I am trying to use Spark Streaming to collect data from CSV files located on NFS. The code I have is very simple, and so far I have been running it only in spark-shell, but even there I am running into some issues.
I am running spark-shell with a standalone Spark master with 6 workers, and passing the following arguments to spark-shell:
--master spark://master.host:7077 --num-executors 3 --conf spark.cores.max=10
This is the code:
val schema = spark.read.option("header", true).option("mode", "PERMISSIVE").csv("/nfs/files_to_collect/schema/schema.csv").schema
val data = spark.readStream.option("header", true).schema(schema).csv("/nfs/files_to_collect/jobs/jobs*")
val query = data.writeStream.format("console").start()
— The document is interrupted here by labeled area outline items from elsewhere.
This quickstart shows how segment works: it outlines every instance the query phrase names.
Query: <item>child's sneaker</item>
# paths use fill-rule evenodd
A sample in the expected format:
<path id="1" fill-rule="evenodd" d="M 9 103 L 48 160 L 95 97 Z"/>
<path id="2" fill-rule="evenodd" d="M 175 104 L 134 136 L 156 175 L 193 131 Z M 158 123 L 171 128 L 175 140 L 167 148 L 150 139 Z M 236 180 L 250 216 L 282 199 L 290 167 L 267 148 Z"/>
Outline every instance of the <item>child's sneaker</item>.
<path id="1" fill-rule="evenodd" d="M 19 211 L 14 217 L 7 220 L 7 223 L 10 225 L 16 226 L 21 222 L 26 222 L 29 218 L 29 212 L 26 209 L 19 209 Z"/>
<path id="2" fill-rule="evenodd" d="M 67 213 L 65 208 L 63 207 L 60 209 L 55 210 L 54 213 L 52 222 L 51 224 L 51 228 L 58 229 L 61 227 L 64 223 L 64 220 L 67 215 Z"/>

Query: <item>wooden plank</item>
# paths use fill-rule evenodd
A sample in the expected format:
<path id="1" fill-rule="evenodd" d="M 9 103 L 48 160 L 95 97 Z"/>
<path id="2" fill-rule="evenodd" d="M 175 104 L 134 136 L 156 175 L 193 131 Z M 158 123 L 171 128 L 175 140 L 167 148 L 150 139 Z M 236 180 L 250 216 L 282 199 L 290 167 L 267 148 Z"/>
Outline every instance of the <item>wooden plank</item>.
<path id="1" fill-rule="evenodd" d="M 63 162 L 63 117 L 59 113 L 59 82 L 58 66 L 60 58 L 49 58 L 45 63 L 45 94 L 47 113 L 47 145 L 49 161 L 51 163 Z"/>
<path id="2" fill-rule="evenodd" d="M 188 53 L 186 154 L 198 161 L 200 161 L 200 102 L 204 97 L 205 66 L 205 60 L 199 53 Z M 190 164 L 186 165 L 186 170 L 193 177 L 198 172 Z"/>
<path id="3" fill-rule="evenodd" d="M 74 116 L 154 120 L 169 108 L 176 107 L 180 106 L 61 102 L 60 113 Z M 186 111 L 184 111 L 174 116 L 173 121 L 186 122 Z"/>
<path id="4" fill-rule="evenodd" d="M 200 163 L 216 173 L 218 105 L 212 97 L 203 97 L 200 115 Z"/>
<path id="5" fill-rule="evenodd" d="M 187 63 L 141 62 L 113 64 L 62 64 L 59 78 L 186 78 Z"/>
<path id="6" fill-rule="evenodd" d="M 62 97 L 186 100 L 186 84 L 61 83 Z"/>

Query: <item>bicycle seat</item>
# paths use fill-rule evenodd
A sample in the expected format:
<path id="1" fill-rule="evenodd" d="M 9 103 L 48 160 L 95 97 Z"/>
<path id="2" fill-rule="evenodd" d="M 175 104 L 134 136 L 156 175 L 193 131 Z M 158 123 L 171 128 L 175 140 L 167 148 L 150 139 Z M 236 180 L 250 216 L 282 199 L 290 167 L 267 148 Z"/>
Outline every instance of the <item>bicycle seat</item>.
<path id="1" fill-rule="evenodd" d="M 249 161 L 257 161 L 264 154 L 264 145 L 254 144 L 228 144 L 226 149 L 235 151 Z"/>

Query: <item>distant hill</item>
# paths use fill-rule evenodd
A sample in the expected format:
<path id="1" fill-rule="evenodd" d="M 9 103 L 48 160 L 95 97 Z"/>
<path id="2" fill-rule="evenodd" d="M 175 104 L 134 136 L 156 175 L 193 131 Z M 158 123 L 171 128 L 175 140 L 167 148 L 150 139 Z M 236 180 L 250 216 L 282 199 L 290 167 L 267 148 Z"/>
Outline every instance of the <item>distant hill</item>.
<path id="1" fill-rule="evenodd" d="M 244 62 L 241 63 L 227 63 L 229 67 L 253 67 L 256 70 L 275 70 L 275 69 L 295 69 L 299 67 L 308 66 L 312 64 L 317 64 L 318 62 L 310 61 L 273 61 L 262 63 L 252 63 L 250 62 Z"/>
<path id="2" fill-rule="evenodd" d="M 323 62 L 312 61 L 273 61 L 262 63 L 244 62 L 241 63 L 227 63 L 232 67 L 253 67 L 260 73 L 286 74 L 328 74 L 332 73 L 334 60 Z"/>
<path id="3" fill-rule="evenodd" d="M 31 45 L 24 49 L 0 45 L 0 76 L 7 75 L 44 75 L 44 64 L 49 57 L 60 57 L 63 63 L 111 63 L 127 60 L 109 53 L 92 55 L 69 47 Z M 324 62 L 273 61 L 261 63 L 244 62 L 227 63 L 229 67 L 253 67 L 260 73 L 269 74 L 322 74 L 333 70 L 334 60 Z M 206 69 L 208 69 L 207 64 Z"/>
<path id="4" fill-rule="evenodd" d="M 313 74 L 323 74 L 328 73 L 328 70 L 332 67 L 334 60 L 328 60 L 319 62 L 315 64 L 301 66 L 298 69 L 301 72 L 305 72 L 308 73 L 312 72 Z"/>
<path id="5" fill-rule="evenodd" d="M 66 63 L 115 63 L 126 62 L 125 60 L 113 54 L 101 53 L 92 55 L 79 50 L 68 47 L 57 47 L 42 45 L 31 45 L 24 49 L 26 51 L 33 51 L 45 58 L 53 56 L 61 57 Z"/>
There are 2 files in that NFS path, each about 200MB in size. When I call writeStream, I get the following warning:
"17/11/13 22:56:31 WARN TaskSetManager: Stage 2 contains a task of very large size (106402 KB). The maximum recommended task size is 100 KB."
Looking in the Spark master UI, I see that only one executor was used - four tasks were created, each reading ~50% of each CSV file.
My questions are:
1) The more files there are in the NFS path, the more memory the driver seems to need - with 2 files, it would crash until I increased its memory to 2g. With 4 files it needs no less than 8g. What is the driver doing that it needs so much memory?
2) How do I control the parallelism of reading the CSV files? I noticed that the more files there are, the more tasks are created, but is it possible to control this manually?